How can you improve your boundaries?
1. Embrace Your Identity in Christ
If you are a believer, you are a child of God! He valued you to the extent that He was willing to have His Son die for YOU so that He could enjoy a relationship with YOU! Oh, He knew you would sin, that you would be far from perfect, yet He still valued you. When the God of the universe sees you as valuable the approval of others pales in comparison!
And when you truly believe He values you it will show – your boundaries will reflect that you are confident of your worth!

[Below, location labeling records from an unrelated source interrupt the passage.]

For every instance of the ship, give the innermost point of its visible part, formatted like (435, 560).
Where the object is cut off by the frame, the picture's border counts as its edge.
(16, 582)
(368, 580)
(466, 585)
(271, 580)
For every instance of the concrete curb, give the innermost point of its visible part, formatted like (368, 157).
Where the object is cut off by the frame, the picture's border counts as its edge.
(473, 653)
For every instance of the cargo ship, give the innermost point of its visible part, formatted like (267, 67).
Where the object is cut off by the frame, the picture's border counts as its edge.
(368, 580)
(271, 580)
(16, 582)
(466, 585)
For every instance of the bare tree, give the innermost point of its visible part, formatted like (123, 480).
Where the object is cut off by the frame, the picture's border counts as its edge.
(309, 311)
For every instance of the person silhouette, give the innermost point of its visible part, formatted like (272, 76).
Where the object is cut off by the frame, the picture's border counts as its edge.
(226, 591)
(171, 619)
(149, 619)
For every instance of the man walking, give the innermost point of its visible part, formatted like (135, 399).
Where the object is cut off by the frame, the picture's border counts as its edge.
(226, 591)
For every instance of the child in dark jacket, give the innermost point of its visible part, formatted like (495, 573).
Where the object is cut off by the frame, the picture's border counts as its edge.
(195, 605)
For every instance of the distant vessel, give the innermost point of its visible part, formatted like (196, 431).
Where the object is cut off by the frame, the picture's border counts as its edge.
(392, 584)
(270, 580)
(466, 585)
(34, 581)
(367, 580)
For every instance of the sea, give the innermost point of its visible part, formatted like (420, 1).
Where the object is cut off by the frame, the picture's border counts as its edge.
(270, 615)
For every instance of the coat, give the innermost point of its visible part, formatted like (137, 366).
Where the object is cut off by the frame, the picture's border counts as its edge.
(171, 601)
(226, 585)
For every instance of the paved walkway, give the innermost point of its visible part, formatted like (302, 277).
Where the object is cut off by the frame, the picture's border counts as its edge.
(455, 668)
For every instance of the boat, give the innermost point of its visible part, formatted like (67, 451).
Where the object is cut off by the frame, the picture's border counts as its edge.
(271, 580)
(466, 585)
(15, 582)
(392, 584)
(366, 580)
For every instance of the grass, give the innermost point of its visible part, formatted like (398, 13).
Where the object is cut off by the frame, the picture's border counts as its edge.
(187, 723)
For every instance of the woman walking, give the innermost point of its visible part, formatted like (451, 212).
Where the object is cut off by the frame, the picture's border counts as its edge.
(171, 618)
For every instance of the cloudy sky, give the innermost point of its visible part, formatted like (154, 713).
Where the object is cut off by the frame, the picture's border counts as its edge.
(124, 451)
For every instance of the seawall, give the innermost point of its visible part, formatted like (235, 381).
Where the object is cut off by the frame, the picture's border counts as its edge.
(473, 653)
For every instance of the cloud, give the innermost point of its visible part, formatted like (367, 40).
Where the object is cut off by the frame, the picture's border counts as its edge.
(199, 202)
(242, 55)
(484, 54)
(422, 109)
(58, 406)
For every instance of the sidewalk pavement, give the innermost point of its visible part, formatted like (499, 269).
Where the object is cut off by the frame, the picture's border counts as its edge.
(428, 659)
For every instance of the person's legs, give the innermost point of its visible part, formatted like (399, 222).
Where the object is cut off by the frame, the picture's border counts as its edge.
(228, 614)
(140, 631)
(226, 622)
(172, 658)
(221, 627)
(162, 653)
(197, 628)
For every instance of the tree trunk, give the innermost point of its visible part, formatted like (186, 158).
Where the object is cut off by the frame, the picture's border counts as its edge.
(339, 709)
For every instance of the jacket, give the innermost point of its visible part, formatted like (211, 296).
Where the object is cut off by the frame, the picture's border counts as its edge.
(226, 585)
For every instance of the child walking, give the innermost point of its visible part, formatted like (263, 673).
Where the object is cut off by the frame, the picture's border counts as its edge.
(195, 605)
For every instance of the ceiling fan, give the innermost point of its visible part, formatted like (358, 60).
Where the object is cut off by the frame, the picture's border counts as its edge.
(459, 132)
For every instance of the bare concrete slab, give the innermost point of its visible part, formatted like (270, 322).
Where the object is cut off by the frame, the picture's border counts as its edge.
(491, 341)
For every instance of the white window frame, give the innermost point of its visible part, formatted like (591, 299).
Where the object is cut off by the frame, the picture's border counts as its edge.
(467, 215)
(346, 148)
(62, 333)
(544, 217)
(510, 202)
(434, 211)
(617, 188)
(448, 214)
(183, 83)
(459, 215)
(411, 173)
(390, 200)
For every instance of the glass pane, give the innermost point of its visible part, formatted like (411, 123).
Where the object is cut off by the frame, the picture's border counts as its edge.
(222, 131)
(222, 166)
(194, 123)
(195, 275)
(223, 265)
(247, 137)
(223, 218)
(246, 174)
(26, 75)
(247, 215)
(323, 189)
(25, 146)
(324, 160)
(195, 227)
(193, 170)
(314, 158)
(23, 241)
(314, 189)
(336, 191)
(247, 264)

Struggling for His love to sink in? Spend time alone with Him. Savor His Word. Listen to what He speaking to you!
2. Clarify Your Values
Your values are the things you would be willing to fight for because they are that important to you. Clear values translate to clear boundaries. When your values are at stake, you will sense that internal beeping and adjust accordingly.
3. Know Your Limits
Unfortunately, you are not super human. You have limits. The sooner you tap into what they are the better.
Do you need more sleep than the average bird? Do you require alone time to rejuvenate? If you are going to limit work to eight hours so you can be available to family, what should you put the bulk of your efforts into? What are your specific limitations?
4. Establish Your Priorities
Different seasons of life have slightly different priorities. What are the priorities for you in this season of life? Being clear on your priorities will help you make choices that honor you.
5. Quit trying to Change Others
It is easy to slip into thinking that fixing others will solve your troubles. In reality, you can’t change anyone but you! And when you keep your focus on changing you, it actually encourages those around you to make adjustments. Remember, your responsibility is YOU and only you! So keep boundaries that honor you!
6. Keep It Simple
When maintaining your boundaries, keep it simple! Just say “yes” or “no” and skip the explanation.
When someone violates your boundaries communicate in “I” and “me” statements rather than “You” statements, which tend to stir up trouble. Follow this simple pattern:
I feel______________________ when you ______________________.
What I need from you is ______________________.
7. Skip Striving
Striving is an attempt to prove that you are successful and to gain the approval of others. Striving tricks you into thinking you are being proactive and working hard when in reality you are compromising your boundaries and sabotaging yourself.
Perhaps the thing that excites me the most about boundaries is that boundaries and creativity go hand in hand. With limits comes creativity! With less time, fewer resources, etc. comes greater ingenuity! In fact, the tighter your boundaries, the greater your results! That’s motivating!
On the flip side, when you have oodles of options, it is actually paralyzing!
Get in the habit of listening to that internal “beeping,” it is there for your safety!
What changes do you need to make to have better boundaries?